What is being discarded here is the false dichotomy between what were once termed “capitalism” and “socialism.”

What is being discarded here is the division of politics into left-wing and right-wing labels.

What is being discarded here is theoretical debate.

What is being advocated here is a Third Way.

* The Third Way

There is a Third Way: the organization of independent networks which can advocate for the interests of liberty. This is self-organization.

The objective here is not to beg for access to the existing social media apparatus, but to create alternative networks beyond the control of the state-cartel Complex or, indeed, of even megalomaniac insurgent forces.

Such organizations can include deep web online networks, labor syndicates, free speech advocates, 2nd Amendment proponents, consumer groups, legal defense fronts, individual cybernetic advocates, artist cooperatives, flash demonstrations, and so forth.

They can (and this is critical) form counter-economic networks to build alternative technologies. This means peer-to-peer communications, block chains, alternative media, and more so forth. This would circumvent the current IT cartels. More critically, this would shift the mindset away from reliance on centralized structures to decentralized networks.

For example: the response of dissidents of Complex directed deplatforming of dissidents is not to plead for government regulation, but to organize alternative networks for communications and finance, as well as taking actions to swarm Complex institutions with protests exposing their contradictions.

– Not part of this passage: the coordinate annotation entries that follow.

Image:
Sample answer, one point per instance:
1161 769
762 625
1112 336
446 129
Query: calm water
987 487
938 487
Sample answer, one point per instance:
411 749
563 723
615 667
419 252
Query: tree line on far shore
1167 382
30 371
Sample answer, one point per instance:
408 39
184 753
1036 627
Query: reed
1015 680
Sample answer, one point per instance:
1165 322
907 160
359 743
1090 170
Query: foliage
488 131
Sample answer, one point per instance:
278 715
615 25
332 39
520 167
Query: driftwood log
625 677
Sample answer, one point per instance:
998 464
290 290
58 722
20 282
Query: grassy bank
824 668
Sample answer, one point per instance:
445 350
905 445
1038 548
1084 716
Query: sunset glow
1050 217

We might note the success of the Zapatistas in their netrocentric non-kinetic operations in Mexico in the 1990s as one example. Or the early 2021 GameStop(tm) campaign against Wall Street. There is the realm of next generation information tactics in their approach to a contest for ideas, culture and visions of the future. The advocate in this agora becomes the activist for liberty.

* Counter-Infonomics

If “control of the means of production” was the great revolutionary goal of the 20th century then “control of the means of information” is the frontier for the 21st.

To oppose the state without simultaneously opposing the cartels is a path for surrender to an oligarchic Complex which has demonstrably been antagonistic to freedom. To oppose the cartels without simultaneously opposing the state means surrendering to totalitarianism.

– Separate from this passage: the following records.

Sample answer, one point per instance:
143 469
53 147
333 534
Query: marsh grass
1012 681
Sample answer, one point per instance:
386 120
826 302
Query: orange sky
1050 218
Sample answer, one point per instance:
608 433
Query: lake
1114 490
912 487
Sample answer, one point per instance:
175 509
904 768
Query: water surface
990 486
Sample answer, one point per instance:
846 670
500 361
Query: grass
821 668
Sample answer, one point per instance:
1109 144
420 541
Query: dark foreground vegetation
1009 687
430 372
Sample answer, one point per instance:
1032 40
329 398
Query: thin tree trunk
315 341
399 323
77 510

In the 20th century the goal of the underground economy was the production of good and services outside the regulatory-taxation apparatus, or Counter-Economy. In the 21st, the goal is the creation of alternative IT technologies and networks: for communications, for media, for finance, for creating larger networks.

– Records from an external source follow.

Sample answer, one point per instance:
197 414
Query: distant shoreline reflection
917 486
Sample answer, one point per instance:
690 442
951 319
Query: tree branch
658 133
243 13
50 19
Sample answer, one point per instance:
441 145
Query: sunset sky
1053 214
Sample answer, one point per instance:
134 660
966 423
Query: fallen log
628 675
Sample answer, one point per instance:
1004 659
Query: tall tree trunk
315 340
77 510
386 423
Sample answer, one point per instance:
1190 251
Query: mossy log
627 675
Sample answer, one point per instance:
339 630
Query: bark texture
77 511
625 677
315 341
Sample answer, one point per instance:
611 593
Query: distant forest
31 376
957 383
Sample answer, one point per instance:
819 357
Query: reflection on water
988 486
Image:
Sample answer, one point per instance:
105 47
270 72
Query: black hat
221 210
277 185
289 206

Let us term these alternatives as Counter-Infonomics.

* Agorism-21

Agorism means the market but not simply the trade of goods and services at agreed upon prices without third party interference. The agora is also the exchange of ideas, of culture, of visions of the future. In the information age, such technologies as the “internet”, “social media”, “online banking” etcetera are not a luxury or a commodity. They are the foundations for 21st century freedom.

The long game is to create an alternative free society.

Agorism-21 advocates for:

Counter-Complex: opposition to both the state and corporate oligarchy.

Counter networks: virtual and real world voluntary associations free of the Complex.

Counter-communications: alternative technologies such as peer-to-peer and also non-technological alternatives such as in-person meetings and traditional media (print, shortwave radio, etc).

Counter-economics: alternative currencies (such as Bitcoin(tm) as well as barter and other realworld transactions.

Counter-politics: voting is seen as a front in a wider struggle; vote strategically for selected candidates to undermine the legitimacy of the Complex's bought off politicians.

Counter cancel vulture: support for people whose employment or businesses have been terminated for their political expressions.

Counter-repression: use of lawfare, swarming info, etc, against online and real world censorship and deplatforming.

Counter culture: creation of alternative forms of culture apart from Complex manufactured propaganda and commodified entertainment.

The goal is to create an Agora which ranges transnationally wherever people network for liberty.

The slogan for the 21st century: “Don't forget to unplug the Complex.”